NEW PORT RICHEY — Joe Martell followed the fleeing pickup as it cut through yards and behind buildings, running farther from a man left dying in the street.
That night in 1994, Martell was out with friends when one of them saw a truck smash into an elderly man on a bicycle and take off. Using cell phones and radios, Martell relayed the driver's location to his friend, who passed it on to police, who caught up and arrested the driver.
On Saturday night in New Port Richey, some of the people who saw Martell die in a hail of gunfire did the same for him.
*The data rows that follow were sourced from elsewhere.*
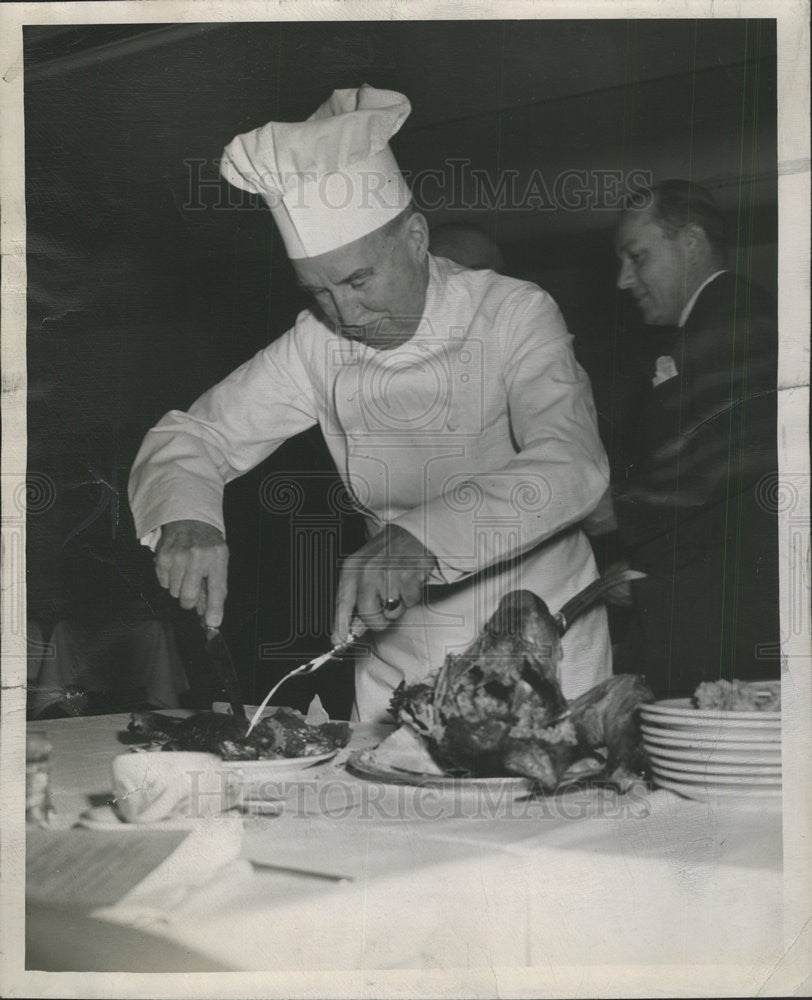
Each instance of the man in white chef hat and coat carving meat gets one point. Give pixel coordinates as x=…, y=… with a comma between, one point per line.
x=450, y=400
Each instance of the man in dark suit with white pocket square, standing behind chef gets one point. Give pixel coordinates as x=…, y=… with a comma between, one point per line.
x=693, y=509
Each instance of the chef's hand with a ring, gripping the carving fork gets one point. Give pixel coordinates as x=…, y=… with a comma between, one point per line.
x=392, y=567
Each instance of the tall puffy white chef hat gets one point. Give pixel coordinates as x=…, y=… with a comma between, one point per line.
x=331, y=179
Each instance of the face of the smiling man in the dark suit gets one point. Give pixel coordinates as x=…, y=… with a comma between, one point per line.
x=655, y=267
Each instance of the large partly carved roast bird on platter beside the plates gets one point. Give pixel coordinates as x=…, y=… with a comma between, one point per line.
x=498, y=708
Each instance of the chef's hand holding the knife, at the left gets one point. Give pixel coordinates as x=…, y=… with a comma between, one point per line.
x=191, y=561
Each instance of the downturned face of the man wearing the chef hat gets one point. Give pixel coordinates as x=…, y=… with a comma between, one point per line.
x=374, y=289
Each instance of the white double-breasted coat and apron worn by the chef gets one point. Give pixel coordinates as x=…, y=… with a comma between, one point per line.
x=478, y=436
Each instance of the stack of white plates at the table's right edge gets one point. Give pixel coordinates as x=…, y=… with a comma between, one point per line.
x=712, y=752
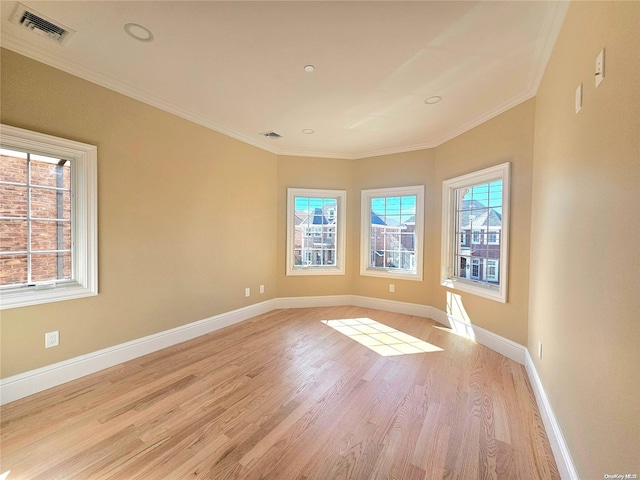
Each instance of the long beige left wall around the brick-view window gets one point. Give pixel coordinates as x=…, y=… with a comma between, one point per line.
x=185, y=217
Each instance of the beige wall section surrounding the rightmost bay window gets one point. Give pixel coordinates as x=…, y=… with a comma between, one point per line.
x=505, y=138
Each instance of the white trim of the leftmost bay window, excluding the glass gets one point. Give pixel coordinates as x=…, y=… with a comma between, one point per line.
x=341, y=231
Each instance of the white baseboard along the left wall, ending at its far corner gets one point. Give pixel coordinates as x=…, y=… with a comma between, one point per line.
x=34, y=381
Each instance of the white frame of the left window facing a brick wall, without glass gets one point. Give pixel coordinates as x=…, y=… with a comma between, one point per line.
x=84, y=223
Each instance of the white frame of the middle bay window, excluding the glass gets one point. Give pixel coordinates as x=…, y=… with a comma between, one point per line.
x=365, y=232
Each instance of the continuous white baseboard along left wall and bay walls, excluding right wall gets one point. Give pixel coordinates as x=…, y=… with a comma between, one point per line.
x=34, y=381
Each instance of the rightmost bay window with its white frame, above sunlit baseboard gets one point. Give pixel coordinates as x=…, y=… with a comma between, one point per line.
x=477, y=204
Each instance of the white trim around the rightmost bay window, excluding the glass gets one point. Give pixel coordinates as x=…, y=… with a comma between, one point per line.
x=449, y=188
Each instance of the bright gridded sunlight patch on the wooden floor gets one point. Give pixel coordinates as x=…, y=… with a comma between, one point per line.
x=382, y=339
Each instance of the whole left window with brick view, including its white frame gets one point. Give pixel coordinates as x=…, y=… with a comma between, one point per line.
x=48, y=218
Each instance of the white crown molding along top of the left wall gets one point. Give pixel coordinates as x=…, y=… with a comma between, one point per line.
x=12, y=42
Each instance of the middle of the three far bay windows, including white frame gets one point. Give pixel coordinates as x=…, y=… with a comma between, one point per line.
x=391, y=236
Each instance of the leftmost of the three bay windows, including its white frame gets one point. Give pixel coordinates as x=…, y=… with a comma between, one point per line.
x=316, y=231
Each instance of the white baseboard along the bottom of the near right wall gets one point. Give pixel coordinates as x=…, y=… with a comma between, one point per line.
x=556, y=438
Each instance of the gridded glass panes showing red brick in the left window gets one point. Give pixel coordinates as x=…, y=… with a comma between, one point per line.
x=35, y=221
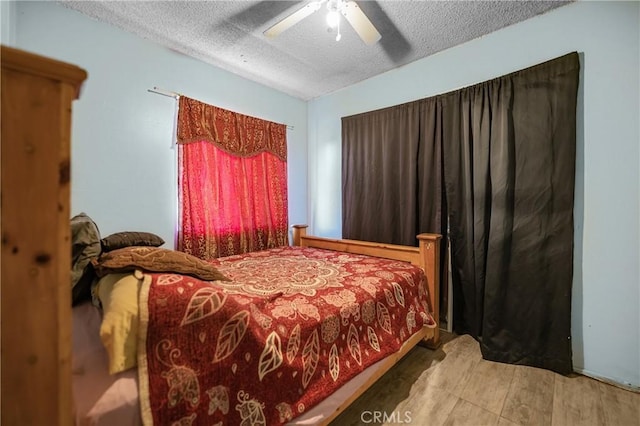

Outside a downtown bar on Grand Boulevard, near where hundreds of people were gathered for the first big weekend of the Chasco Fiesta, Martell, 34, got into an argument with another man. Police say Max Wesley Horn Jr. pulled a gun from beneath his shirt.
He fired several shots into Martell's chest at close range, authorities said, and then tried to run.
Witnesses jumped him and held him for police.
Horn, 46, faces a first-degree murder charge and is being held without bail. Records show he was first arrested in Florida in 1986. He was accused of aggravated battery, but the charge was dropped. He later picked up charges including grand larceny and DUI but had not been arrested since 1991.
As he was handcuffed Saturday night, Horn told police that Martell "has been asking for it for a long time. He's been stalking my sister," according to a report.
Mary Martell said she didn't know what Horn was talking about. Several of her son's friends who were with him Saturday night said they had never seen Horn before.
"As far as stalking his sister, I don't believe that," Mary Martell said.
She struggled to keep from breaking down as she described her son, who worked with his father as an asphalt plant operator and loved to hunt and fish.
The centerpiece of his life was his 7-year-old son, Travis, who learned Sunday of his father's sudden death.
"He's going to be very much missed, especially by his son. I think his son is the second victim in all this," Mary Martell said.
She said her son was the kind of guy who looked for the right thing to do — even if it meant chasing a drunken driver.
Back in 1994, Martell's friend Scott Perry was behind a pickup when it hit 79-year-old Ernest Moehring, who was pedaling along Seven Springs Boulevard. The truck stopped, but only briefly, then drove off.
Less than a mile away, Martell was parked at a convenience store. Perry radioed to him as the pickup drove by.
In a Times story recounting the incident, Martell remembered Perry telling him: "This guy just killed this guy. Don't let him get away, whatever you do."
For half an hour, Martell chased the driver, Doyle Payne, who was drunk and had a 10-month-old child with him. The pursuit ended at a restaurant where Payne's engine died.
Payne was later convicted of multiple charges, including DUI manslaughter, and sent to prison.
When reminded of her son's good Samaritan act of so long ago, Mary Martell said the incident summed him up.
"That was him," she said. "Everybody is saying that: He'd be the first one there to help you."